The divide is clearest on the issue of focus. California voters are no longer buying the narrative that every policy must be filtered through anti-Trump resistance. Even the state’s own GOP mocked the trend, tweeting: “The streets aren’t safe. The cost of living is out of control. And California Democrats? Still focused on President Trump.”
It’s not just Trump fatigue—it’s survival instinct. Voters are overwhelmed by the daily costs of living in California. Housing and homelessness ranked as top concerns in the poll, far outpacing priorities like infrastructure or education. A stunning 43 percent of voters said they have little or no confidence that state leaders can fix anything at all.
Even on tech issues, long seen as California’s strong suit, the cracks are showing. Artificial intelligence (AI) is viewed as a threat by 50 percent of voters, and even 58 percent of influencers agree. Many worry about job loss and automation wiping out traditional careers, though policy elites—many of whom are insulated by secure jobs—are less concerned.

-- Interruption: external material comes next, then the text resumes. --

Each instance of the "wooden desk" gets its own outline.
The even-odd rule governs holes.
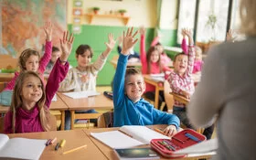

Citrin explained that disconnect: “I don’t think that any influencer is going to lose their job because of AI.”
The message is clear. Democrats in California may still dominate the headlines, but they’re rapidly losing the confidence of the people they claim to represent. Voters are tired of performative resistance politics and want real solutions to real problems.
And with the 2026 midterms looming, that discontent could soon become a political reckoning. The resistance era is fading—and so is the illusion that California voters are blindly marching in step with their leftist leaders.